S’adresser directement aux habitants de la ville à l’occasion d’une conférence participative, voilà une pratique nouvelle qui a encore besoin de se rôder. C’est l’avis de Pandya Rajan, rédacteur en chef du quotidien local Thai Tamil Nadu. « Il n’y a pas vraiment d’études sur ce genre d’expérience, explique-t-il. Le but était surtout d’ouvrir le débat au plus grand nombre. »
Pour ceux qui n’auront pas pu être présent lors de la conférence, il restera encore une semaine pour faire part de leurs idées, avant que le rapport final ne soit envoyé au gouvernement central. C’est sur cette base que les « smart cities » pourront être construites, selon la stratégie officielle.
E-gouvernance et ville propre
Parmi ces grands chantiers, revenons sur l’informatisation des données.

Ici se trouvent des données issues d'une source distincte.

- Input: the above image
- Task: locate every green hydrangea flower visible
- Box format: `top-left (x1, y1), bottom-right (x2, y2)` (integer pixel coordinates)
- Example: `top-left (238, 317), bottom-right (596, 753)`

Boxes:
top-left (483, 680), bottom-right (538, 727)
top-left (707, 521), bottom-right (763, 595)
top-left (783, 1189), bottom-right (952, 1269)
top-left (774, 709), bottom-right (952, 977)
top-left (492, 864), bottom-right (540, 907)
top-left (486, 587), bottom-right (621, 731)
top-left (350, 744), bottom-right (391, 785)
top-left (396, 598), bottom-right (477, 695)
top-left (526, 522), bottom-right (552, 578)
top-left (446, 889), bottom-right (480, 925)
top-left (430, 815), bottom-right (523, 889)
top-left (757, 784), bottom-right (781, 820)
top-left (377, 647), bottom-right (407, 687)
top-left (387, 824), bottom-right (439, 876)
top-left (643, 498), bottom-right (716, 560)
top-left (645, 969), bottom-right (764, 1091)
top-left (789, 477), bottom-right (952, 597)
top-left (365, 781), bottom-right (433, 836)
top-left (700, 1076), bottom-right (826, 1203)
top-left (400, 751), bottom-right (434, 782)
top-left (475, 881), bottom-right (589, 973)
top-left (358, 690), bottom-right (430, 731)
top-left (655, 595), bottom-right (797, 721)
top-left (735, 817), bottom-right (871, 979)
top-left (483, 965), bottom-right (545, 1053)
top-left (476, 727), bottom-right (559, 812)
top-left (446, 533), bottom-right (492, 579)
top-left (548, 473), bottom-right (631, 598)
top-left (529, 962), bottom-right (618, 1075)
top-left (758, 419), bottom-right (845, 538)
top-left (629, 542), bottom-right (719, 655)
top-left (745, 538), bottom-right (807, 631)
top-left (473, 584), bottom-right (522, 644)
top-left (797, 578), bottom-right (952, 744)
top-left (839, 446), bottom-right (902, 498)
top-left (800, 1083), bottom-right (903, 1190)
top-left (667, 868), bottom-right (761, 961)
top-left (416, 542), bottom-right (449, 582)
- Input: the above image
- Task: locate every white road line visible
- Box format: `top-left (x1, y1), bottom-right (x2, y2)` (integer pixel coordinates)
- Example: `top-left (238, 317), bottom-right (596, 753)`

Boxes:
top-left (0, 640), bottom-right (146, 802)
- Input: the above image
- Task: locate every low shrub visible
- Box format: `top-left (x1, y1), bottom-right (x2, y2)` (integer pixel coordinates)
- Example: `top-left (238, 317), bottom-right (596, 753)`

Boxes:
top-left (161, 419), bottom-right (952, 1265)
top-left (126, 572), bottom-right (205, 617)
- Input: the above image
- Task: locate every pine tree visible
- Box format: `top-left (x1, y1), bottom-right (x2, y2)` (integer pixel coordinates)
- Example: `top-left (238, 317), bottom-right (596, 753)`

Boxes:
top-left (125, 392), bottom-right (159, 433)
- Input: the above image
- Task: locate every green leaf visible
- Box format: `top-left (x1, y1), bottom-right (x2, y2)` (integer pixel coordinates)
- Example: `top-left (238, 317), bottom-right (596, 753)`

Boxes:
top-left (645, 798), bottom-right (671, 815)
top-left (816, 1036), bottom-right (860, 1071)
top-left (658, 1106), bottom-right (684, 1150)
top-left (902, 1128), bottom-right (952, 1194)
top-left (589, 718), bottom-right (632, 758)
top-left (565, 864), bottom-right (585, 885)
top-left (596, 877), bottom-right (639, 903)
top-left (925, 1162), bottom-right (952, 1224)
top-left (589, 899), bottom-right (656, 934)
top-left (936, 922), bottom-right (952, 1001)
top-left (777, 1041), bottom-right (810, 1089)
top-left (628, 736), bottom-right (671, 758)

Aujourd’hui à Madurai, la naissance d’un enfant ou un acte de mariage sont conservés en version papier. Impossible donc pour le gouvernement central d’y avoir accès ou de savoir si les documents sont des originaux. Narendra Modi a donc souhaité l’informatisation des données d’état-civil à la fois pour lutter contre la corruption et pour que la capitale indienne contrôle mieux les provinces éloignées. « Le but de la manœuvre est de supprimer l’intermédiaire qui aide à faire les démarches en prenant un maximum de commission, précise Pandya Rajan. Tout devrait être facilement réalisable par ordinateur. »
Mais le changement prendra du temps. « Beaucoup de gens à Madurai n’ont pas accès à la technologie, souligne le journaliste. Parmi les pistes de travail, des centres informatiques pourraient être construits pour réaliser toutes les démarches administratives en ligne. »
L’autre chantier majeur est la gestion des déchets et l’hygiène publique. Madurai possède déjà un centre de tri, mais il pourrait être rénové et amélioré dans les prochaines années. Pour l’heure, la mairie réfléchit à la gestion des eaux usées et à la rénovation des toilettes publiques. Aux yeux du reporter S. Balasubramanian, « il faut commencer par les besoins prioritaires de la ville : l’accès aux soins, l’amélioration du réseau routier, entre autres. Ce n’est qu’une fois tous ces problèmes résolus que nous pourrons penser aux énergies vertes. Madurai ne va pas devenir ultra-moderne en un jour ! »
S’il n’est pas exclu que les touristes étrangers et les investisseurs se pressent dans ces nouveaux centres, amenant leurs flux de travailleurs, ce n’est pas la seule priorité du gouvernement. « L’objectif est surtout de désengorger les grands centres comme Delhi ou Bangalore dans le Sud en réorganisant le réseau de transport autour de ces nouvelles villes intelligentes. Toutes ces villes devraient être interconnectées », explique S. Balasubramanian.
Une entente cordiale entre le centre et les Etats indiens
Si le Tamil Nadu s’est réjoui de la nomination pour le projet smart cities de 12 de ses villes, il n’en reste pas moins sur ses gardes sur le plan politique. Dans cet Etat, la chef du gouvernement local, J. Jayalalithaa est une personnalité à part sur la scène politique indienne. Obligée de démissionner à cause de poursuites judiciaires pour corruption, elle a bénéficié d’une relaxe spectaculaire ; ce qui lui a permis d’être candidate aux prochaines élections locales en 2017. Comment verra-t-elle le projet de smart cities voulu par Modi ? Si le projet est un succès, les honneurs ne reviendront-ils pas au Premier ministre ? Réponse après les élections.